Morrissey v. Morrissey

Appeal from an order of the Family Court, Oneida County (Joan E. Shkane, J.), entered September 20, 2012 in a proceeding pursuant to Family Court Act article 6. The order, inter alia, modified a prior custody order entered on the consent of the parties by awarding sole custody of the children to petitioner, with visitation to respondent.

It is hereby ordered that the order so appealed from is unanimously affirmed without costs.

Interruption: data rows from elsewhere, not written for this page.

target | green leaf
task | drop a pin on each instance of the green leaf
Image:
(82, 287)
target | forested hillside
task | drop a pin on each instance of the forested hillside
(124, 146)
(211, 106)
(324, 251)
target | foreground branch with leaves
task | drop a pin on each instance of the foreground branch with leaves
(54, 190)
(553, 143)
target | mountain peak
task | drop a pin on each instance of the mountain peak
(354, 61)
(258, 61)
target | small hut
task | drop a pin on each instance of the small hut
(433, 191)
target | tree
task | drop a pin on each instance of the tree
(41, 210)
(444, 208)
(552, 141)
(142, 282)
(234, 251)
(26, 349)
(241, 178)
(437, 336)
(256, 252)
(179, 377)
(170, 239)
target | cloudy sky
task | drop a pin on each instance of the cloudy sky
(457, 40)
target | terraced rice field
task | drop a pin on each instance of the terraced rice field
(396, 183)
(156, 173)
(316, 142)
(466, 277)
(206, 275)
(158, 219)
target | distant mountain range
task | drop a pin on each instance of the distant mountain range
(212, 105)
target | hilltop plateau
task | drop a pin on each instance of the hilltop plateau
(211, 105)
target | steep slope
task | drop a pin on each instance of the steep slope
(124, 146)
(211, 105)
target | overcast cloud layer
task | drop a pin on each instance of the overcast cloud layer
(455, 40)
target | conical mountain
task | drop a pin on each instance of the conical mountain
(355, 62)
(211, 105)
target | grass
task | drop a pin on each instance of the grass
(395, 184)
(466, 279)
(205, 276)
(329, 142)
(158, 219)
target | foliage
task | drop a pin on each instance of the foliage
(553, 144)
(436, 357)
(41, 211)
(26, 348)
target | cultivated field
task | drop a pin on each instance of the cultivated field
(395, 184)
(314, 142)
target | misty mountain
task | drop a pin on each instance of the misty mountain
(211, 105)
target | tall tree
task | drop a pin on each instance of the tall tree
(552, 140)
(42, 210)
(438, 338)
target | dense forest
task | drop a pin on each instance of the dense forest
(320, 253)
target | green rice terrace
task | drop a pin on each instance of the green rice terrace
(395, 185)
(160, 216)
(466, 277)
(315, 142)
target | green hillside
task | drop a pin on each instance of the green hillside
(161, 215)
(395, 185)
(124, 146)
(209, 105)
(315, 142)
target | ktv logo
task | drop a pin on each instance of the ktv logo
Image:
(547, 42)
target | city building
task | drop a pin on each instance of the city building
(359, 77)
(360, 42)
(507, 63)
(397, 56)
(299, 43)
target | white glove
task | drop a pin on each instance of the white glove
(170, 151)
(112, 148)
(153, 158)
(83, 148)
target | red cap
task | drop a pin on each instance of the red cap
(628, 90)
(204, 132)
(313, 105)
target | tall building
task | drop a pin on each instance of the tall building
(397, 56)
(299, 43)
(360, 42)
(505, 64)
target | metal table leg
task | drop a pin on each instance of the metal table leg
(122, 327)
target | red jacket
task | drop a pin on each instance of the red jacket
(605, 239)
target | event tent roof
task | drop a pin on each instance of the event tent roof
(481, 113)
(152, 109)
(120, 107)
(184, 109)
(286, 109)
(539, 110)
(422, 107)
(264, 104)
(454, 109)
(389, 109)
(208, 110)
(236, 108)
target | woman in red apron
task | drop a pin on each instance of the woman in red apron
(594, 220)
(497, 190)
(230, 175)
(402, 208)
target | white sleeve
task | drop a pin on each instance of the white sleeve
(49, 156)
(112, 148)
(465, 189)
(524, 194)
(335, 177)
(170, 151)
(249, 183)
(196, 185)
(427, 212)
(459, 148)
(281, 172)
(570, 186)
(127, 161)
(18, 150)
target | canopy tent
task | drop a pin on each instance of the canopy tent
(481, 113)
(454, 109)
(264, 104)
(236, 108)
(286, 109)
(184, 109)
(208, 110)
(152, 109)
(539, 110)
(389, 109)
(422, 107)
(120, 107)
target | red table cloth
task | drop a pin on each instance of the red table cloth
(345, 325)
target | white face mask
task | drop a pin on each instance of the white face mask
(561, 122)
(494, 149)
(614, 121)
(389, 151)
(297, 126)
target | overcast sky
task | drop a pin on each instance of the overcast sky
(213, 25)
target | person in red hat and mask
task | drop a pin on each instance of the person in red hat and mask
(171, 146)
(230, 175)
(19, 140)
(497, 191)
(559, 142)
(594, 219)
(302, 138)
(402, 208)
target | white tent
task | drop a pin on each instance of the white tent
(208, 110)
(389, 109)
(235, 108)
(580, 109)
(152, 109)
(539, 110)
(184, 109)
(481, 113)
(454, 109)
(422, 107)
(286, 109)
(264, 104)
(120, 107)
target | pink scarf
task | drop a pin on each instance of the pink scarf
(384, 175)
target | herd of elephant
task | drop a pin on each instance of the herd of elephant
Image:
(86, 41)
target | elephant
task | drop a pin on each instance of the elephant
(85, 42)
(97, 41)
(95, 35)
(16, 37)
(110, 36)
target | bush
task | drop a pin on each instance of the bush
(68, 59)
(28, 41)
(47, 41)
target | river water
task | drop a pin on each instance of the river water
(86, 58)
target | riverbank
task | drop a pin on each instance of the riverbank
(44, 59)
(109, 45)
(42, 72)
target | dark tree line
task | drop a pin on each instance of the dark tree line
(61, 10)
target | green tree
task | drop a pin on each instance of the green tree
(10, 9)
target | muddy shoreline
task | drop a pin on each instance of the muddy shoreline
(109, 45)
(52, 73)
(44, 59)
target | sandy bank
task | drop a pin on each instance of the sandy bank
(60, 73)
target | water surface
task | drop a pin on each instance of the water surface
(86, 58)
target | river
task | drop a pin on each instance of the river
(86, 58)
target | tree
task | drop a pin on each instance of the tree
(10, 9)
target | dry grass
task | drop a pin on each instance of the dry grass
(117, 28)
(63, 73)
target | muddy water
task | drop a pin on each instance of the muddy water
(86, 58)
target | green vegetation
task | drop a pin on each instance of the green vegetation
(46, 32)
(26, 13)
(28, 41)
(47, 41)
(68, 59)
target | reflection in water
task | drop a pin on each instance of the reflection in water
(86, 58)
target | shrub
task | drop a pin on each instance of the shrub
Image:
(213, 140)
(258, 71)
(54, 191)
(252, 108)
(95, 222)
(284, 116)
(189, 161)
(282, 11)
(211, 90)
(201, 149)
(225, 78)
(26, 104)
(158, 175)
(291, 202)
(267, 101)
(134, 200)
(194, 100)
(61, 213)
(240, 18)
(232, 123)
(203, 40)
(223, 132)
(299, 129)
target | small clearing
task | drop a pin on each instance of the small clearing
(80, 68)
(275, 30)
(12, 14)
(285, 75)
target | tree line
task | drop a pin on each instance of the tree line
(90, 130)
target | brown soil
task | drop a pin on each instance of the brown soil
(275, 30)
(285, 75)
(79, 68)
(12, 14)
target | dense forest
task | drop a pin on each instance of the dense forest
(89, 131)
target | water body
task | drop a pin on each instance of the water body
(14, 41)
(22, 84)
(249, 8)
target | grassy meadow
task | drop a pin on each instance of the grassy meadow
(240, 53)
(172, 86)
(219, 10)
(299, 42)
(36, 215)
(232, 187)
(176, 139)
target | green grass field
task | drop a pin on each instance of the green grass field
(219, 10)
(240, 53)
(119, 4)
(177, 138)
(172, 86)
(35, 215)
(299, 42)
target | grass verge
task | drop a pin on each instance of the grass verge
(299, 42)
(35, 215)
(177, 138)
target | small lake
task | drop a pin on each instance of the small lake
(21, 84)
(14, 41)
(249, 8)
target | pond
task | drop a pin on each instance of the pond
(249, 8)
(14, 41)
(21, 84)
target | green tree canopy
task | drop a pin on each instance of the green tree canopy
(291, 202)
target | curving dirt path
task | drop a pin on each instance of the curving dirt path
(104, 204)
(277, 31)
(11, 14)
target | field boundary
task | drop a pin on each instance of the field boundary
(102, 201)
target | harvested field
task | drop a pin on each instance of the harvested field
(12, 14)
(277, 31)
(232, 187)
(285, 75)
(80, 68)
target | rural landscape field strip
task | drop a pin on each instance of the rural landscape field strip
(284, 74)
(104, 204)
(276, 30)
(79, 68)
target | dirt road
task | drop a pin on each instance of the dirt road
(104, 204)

Memorandum: Respondent mother appeals from an order that modified a prior custody order entered on the consent of the parties by awarding sole custody of the parties’ children to petitioner father, with visitation to the mother, in this proceeding pursuant to Family Court Act article 6. We reject the mother’s contention that the father failed to establish a significant change in circumstances. Although Family Court did not expressly identify such a change in circumstances, “our review of the record reveals extensive findings of fact, placed on the record by Family Court, which demonstrate unequivocally that a significant change in circumstances occurred since the entry of the consent custody order” (Matter of Drew v Gillin, 17 AD3d 719, 720 [2005]; see Matter of Pauline E. v Renelder P., 37 AD3d 1145, 1146 [2007]).

Contrary to the mother’s further contention, there is a sound and substantial basis in the record to support the court’s determination that it was in the children’s best interests to award sole custody to the father (see Matter of Tisdale v Anderson, 100 AD3d 1517, 1517-1518 [2012]; see generally Capodiferro v Capodiferro, 77 AD3d 1449, 1450 [2010]). We reject the mother’s further contention that the court, in making its custody determination, placed undue emphasis on her failure to comply with discovery orders. It is well settled that the failure to comply with a court order is a factor “ ‘to be considered when determining the relative fitness of the parties and what custody arrangement is in the child[ren]’s best interests’ ” (Barnes v Barnes, 234 AD2d 959, 959 [1996]), and the court “is entitled to impose appropriate sanctions for uncooperative parents” (Matter of Stukes v Ryan, 289 AD2d 623, 624 [2001]). Here, we conclude that the court did not abuse its discretion with respect to the *1368emphasis placed on the mother’s noncompliance as a factor in the best interests analysis (see Barnes, 234 AD2d at 959), and the discovery sanction imposed did not adversely affect the children’s right to have issues affecting their best interests fully explored (see Stukes, 289 AD2d at 624; Matter of Landrigen v Landrigen, 173 AD2d 1011, 1011-1012 [1991]).

Finally, we conclude that the court properly transferred temporary custody of the parties’ children to the father before conducting the custody hearing “inasmuch as the father demonstrated the necessary exigent circumstances warranting the temporary transfer” (Matter of Ward v Ward, 89 AD3d 1518, 1519 [2011]; see Matter of Acquard v Acquard, 244 AD2d 1010, 1010 [1997]). In any event, even assuming, arguendo, that the court erred in transferring temporary custody to the father, we conclude that reversal is not required because the court “subsequently conducted the requisite evidentiary hearing, and the record of that hearing fully supports the court’s determination following the hearing” (Matter of Humberstone v Wheaton, 21 AD3d 1416, 1418 [2005]; see Matter of Ward v Ward, 89 AD3d at 1519).

Present — Smith, J.P, Peradotto, Carni, Valentino and DeJoseph, JJ.